The main issue with the performance was something out of Showstoppers’ hands. The script is poor, leaning on awful, which didn’t give the cast a lot to work with. There was no character development other than the blindly obvious transformation of Sandy, and the plot is lacking. However, this production keeps the movie classics as well as the less known musical numbers.
The cast on the whole were good, but something unusual for most performances was their energy, which peaked in the first act and plummeted very quickly in the second. It’s a shame to see a cast start off with bundles of enthusiasm and then see it diminish after a 20 minute interval.
This isn’t true for Ellie-Rose Fowler (Jan) whose excellent use of facial expressions was a joy to see, and Phoebe Judd (Frenchy) whose performance replicated that which we all know from the film. A special mention must go to Ben Willcocks (Kenickie) who never seemed to tire on stage, and could even be described as being somewhat over enthusiastic at points!
Vocals were strong and ensemble numbers were a delight to watch, but solos were often hard to pick up over the band and it’s a shame that the talent of the cast was lost here. It goes without saying that Daniel N’Guessan-Lopez (Doody) has a stunning voice and his performance of ‘Those Magic Changes’ was a true highlight. James Paton (Teen Angel) showed great promise, although I’m not sure I agree with his characterisation. He was often too sassy which detracted from the pure quality of his voice.
My favourite performance of the night goes to Honor Saunders (Sandy) who sang ‘Hopelessly Devoted’ perfectly. The only query musically was the random points in the second act where the band cut off abruptly at the end of songs causing laughter amongst the audience, which I am sure was not intentional.

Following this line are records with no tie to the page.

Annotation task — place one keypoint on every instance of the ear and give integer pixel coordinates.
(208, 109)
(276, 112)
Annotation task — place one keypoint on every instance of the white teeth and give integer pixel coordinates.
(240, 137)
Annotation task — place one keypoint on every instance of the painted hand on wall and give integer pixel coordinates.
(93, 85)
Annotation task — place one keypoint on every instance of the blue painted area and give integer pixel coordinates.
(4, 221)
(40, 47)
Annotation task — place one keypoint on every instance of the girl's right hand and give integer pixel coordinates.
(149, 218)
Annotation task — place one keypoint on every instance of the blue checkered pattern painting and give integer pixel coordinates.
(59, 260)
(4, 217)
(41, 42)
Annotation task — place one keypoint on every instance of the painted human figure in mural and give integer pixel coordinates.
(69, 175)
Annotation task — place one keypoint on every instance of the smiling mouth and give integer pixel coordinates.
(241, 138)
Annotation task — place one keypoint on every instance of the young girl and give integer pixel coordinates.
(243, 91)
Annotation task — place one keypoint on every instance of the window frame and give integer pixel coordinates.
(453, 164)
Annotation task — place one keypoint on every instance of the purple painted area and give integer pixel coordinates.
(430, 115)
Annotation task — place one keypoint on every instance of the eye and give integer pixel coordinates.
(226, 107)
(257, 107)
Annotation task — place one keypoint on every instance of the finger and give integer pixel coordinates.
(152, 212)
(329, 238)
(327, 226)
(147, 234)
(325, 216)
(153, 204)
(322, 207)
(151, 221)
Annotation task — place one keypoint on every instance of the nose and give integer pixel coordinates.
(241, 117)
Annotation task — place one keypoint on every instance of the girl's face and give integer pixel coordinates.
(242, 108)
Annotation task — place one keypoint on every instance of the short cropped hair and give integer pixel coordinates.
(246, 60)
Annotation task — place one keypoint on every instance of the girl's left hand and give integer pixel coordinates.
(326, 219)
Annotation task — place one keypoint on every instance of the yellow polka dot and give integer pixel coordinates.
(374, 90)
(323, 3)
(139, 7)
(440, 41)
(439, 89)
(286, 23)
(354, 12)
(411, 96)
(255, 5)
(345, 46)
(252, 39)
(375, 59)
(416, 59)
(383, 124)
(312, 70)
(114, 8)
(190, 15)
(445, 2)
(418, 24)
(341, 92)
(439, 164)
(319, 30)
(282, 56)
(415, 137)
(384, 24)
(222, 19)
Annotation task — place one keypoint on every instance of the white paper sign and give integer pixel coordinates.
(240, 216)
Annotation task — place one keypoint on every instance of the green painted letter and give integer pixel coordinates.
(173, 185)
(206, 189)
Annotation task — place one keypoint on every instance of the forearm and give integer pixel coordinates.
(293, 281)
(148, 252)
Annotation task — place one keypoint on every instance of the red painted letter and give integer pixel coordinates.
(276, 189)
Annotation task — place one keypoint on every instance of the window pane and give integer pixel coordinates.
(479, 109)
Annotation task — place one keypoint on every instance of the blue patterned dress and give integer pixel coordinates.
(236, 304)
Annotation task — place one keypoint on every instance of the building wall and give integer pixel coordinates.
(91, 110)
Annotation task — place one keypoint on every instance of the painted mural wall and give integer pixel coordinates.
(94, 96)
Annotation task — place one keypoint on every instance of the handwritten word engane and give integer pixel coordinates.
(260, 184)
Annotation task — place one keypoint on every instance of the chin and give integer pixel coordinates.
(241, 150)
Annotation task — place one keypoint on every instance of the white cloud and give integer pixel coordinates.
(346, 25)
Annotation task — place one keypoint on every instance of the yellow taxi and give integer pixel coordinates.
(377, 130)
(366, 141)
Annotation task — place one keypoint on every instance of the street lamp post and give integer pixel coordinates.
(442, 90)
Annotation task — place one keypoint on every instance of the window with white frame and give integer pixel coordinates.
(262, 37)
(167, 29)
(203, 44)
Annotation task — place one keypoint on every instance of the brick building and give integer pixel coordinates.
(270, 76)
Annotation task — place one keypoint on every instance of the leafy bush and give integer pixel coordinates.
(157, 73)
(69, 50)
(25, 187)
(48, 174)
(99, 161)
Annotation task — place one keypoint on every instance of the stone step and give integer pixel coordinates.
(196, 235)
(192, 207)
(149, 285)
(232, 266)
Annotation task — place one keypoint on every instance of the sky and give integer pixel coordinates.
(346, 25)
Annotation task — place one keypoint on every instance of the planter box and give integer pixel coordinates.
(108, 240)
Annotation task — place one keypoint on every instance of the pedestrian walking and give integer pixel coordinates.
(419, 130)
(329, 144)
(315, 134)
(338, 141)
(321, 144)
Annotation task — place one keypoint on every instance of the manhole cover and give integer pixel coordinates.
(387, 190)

Teaching challenging choreography to a cast of 24 when some of the cast had never danced before is no easy feat, and this is where Grease succeeds. Hannah Cann and Immy Tantam did a wonderful job with the cast and I was extremely impressed.
I was somewhat confused by the set. The beige coloured brick work was bland and, while costumes were colourful, I would have liked to see a set which complemented this. While bleachers were a necessary part of the set, they took up a lot of room and made space uneven during company numbers. The famous Greased Lightning car was great to see and the tech was okay overall given the crew for this show were made up of StageSoc’s freshers.
One final thing to raise is a pointer to the production team. While you may be proud of your cast it is very important to consider your audience during applause. Wooing after every song and when somebody succeeds in cracking a joke on stage can alienate your audience. I often felt awkward and am sure many other audience members did too. In future, take your applause from the mood of the audience.
This is definitely a show to see. If you love the movie, you’ll find it hard not to sing along during the show and songs will be stuck in your head for days afterwards. A positive start to the year for Showstoppers.